Namun, seiring dengan langkah ini dan atas segala hal yang terjadi, perlahan kita sadar bahwa terkadang waktu mengikis seseorang menjadi sesuatu yang lain. Aku berharap, dunia ada tanpa waktu yang memaksaku untuk berhenti mencintaimu atau menyeretku untuk melupakanmu.

Karena saat bersamamu, aku seperti layang-layang. Digenggamanmu, aku dapat terbang kemanapun kau ingin melihatku. Awalnya, aku tetap berada diatas, tak peduli seberapa kencang angin menyapaku. Aku melayang dan tersenyum melihat kearah bawah. Aku tak pernah takut untuk terbang sepuasku. Karena aku tahu, ketikapun aku jatuh kelak, ada kamu yang menangkapku.

Tapi, semakin lama mengenalmu bukan layang-layang tinggi lagi aku terlihatnya. Aku menjadi layang-layang yang entah tak berarah tujuanku. Kamu, sang pemegang kendali selalu menarik-ulur tali yang menjeratku. Yang pada akhirnya, aku lelah lalu terbang tak berarah. Taliku terlepas terhempas badai. Lalu, tak selang berapa lama aku terjatuh karena sayapku robek terkena hempasan angin yang tak lagi sanggup aku terjang.

Tak teraba, malam semakin larut dan semua angan tentangmu semakin berkecamuk. Indah. Kata Indah dapat terdefinisi dengan jelas, namun sekarang mungkin tidak denganmu didalamnya. Indah akan nyata bila kau hadir dalam hidupku, hari-hariku, juga perjalanan hidup yang kujalani. Meski mungkin itu terdengar tak mungkin.

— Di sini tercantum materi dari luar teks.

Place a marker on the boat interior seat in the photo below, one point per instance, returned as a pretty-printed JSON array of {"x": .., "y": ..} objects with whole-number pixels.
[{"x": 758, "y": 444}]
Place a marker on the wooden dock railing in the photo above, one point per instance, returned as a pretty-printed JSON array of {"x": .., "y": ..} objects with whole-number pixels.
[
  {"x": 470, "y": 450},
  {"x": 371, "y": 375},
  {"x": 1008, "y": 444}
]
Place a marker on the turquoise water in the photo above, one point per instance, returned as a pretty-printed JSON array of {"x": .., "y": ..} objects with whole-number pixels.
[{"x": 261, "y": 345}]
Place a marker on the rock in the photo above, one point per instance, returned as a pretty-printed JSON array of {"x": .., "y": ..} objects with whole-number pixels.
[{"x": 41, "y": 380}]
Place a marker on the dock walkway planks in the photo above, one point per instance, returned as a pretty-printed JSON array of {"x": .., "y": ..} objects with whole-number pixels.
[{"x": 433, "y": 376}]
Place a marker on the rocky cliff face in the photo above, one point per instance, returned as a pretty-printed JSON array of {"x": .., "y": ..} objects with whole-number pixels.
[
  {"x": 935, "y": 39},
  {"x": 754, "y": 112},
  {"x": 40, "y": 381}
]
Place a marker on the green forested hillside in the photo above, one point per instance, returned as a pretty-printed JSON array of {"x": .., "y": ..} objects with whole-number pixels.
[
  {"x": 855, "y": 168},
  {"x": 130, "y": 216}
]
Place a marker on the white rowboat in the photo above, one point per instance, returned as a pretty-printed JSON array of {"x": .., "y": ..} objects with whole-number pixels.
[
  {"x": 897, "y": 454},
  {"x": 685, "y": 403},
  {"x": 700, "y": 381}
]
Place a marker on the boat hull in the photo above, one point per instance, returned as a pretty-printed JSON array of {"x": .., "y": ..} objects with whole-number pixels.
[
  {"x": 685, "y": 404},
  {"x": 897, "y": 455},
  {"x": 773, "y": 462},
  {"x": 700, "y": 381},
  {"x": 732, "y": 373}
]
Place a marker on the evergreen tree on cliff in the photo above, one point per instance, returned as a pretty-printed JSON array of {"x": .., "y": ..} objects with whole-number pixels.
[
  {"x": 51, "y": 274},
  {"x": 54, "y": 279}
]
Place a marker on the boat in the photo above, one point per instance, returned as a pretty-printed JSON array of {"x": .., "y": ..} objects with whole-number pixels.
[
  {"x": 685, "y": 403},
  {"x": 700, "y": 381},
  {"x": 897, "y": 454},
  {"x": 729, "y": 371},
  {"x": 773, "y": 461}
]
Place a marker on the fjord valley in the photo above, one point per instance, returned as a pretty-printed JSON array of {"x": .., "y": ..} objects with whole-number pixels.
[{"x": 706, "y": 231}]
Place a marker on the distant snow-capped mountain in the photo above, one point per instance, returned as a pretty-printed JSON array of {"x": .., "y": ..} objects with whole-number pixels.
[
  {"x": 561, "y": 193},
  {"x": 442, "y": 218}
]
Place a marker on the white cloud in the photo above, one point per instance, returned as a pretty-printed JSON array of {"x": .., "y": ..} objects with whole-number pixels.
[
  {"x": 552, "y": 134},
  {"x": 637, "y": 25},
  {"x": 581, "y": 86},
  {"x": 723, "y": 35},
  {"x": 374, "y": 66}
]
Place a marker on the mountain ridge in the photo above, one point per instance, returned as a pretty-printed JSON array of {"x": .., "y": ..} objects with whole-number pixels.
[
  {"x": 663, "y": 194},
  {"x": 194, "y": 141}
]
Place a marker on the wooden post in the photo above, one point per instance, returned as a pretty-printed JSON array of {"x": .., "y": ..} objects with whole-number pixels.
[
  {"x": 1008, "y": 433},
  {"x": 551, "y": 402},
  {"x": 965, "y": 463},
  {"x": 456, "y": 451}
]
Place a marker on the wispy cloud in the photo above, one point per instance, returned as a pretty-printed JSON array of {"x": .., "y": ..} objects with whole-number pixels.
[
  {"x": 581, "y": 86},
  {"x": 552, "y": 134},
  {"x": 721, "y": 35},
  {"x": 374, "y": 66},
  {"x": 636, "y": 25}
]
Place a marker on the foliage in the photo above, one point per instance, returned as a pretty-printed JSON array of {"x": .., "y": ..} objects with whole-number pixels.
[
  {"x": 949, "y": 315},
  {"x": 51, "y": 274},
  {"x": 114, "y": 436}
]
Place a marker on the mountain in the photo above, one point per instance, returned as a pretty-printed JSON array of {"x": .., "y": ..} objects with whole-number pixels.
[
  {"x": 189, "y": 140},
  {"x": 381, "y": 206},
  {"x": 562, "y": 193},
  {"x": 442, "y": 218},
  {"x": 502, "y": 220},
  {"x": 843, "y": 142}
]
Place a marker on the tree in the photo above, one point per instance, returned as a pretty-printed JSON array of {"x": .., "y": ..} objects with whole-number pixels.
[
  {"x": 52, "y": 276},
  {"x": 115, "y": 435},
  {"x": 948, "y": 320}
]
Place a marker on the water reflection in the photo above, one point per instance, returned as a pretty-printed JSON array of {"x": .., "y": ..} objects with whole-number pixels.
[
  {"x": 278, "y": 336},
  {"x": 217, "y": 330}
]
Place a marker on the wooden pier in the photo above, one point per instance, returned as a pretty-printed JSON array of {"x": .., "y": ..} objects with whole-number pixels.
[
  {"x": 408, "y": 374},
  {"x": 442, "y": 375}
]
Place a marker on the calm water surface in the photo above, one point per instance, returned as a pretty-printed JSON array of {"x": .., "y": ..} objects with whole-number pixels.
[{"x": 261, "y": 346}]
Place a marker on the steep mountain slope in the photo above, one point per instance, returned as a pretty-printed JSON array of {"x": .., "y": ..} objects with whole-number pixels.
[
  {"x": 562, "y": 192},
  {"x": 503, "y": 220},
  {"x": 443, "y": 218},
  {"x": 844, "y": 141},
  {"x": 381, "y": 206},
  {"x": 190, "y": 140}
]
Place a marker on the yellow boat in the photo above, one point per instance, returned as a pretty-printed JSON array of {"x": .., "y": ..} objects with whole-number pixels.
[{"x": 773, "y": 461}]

Mungkin kita tidak ditakdirkan untuk bersama selamanya, tapi kita mungkin punya kesempatan untuk berbagi kisah walau hanya sekejap. Terima kasih atas segelintir tawa dan air mata yang telah tertulis dalam sebaris kisah hidup kita.

Bukannya aku ingin menyalahkan takdir, atau mengulang lagi waktu, karena ku tahu selamanya ku takkan pernah mampu. Tapi satu, aku rindu. Maafkan aku bila diam-diam sering mencuri temu untuk melihat senyummu. Aku sepenuhnya sadar, tak ada yang mampu dan seharusnya kulakukan kecuali mendoakan selalu dirimu dalam kalbu. 

Sebab, kata ibuku Cinta yang dibungkus dengan kepedulian tak pernah punya cukup alasan untuk mengemis segenap balasan. Ia mendoakan. Kini cukuplah hanya dengan doa menguatkan daku. Karena, jikapun kau tak lagi mendengar suaraku dari ujung telpon genggammu, bukan berarti aku tak mengucapmu dalam doaku. Karena kamu adalah ketidakmungkinan yang selalu aku semogakan. Karena setidaknya aku tahu, walau aku tak lagi denganmu-ataupun sebaliknya, ada yang selalu menjaga kita. Semoga dan selalu.